What happens to an individual cell when it matures?
The life cycle of a cell is called the cell cycle. The cycle progresses from a new cell to one that grows, develops, carries out life processes and ultimately will divide again once it is mature. A mature cell by definition is differentiated or specialized to be a specific type of cell in the body unlike a stem cell which is undifferentiated. An example of a differentiated cell is a muscle cell or a nerve cell.
Depending on the type of cell, it may frequently divide like a skin cell or not divide after becoming mature like a nerve cell.
There are specific controls for the cell cycle which include different chemical signals that must be present to proceed to each stage of the cell cycle. There are checkpoints which allow the cycle to go from one stage to the next. Signals provided by specific chemicals at the correct time allow the cycle to function in a coordinated and organized way.
The cell cycle has the G1, S, G2 and M phases. During G1, a signal is required to cause the cell to proceed through the cycle to the M phase where it will eventually divide to form two daughter cells. If a signal is not present, the cell switches off to a phase where it doesn't divide, known as Go (G naught).
During G1 the cell grows and manufactures organelles. During the S phase, the chromosomes are duplicated to insure a complete set will be provided to each daughter cell at the end of the cell cycle. During G2 the cell grows some more.

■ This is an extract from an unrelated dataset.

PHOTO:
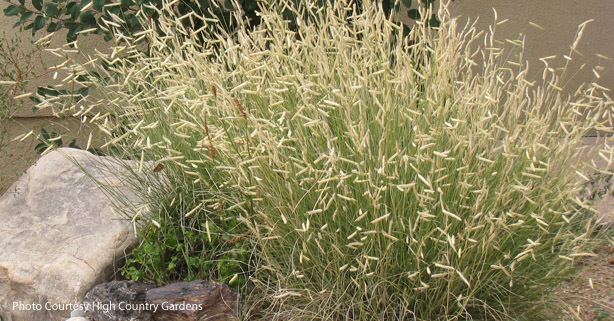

Eventually, the cell enters the M or mitosis phase. It will divide to become two daughter cells after cytokinesis occurs. That is, when the cytoplasm is divided into the two daughter cells. These two new cells will enter into the G1 phase of the cell cycle and will someday divide once they grow and become mature.
The verb "mature" refers to something or someone becoming fully developed, such as an unripe banana maturing into a ripe banana, or a puppy maturing into a dog. In these examples, a young or early form of the organism fully develops into a useful or desirable state (a ripe banana for eating) or an adult form capable of reproduction (dog).
The word "mature" is not completely accurate when referring to biological cells, because cells do not have an immature and mature form. Instead, one cell divides into two other cells, which are typically identical to the original cell. This process of cell division is called mitosis, in which a mother cell becomes two daughter cells.
In the process of mitosis, the mother cell duplicates its DNA, which is then divided equally between the daughter cells, so each daughter cell receives a complete copy of the original DNA. The cell membrane, organelles (specialized structures within the cell), fluid, and other molecules within the cell are divided between the daughter cells. The daughter cells are typically identical to each other and the mother cell, unless errors such as genetic mutations occur during division.
The fate of the daughter cells depends largely on the type of cell. A cell may
- continue to grow until undergoing mitosis again,
- live until it dies a premature death (necrosis), such as when a cell is damaged, or
- live until it dies a "preprogrammed death" (apoptosis), in which a cell dies in a series of highly controlled steps. This process can be a form of protection against disease or culling of old or unneeded cells.
- This answer only refers to individual cells that are not sex (reproductive) cells. Sex cells undergo a similar but distinct process of cell division called meiosis.
- If you are interested in single-celled organisms (bacteria, archaea, etc.), then I suggest you look into binary fission, the process by which bacteria and some single-celled organisms divide as a form of reproduction.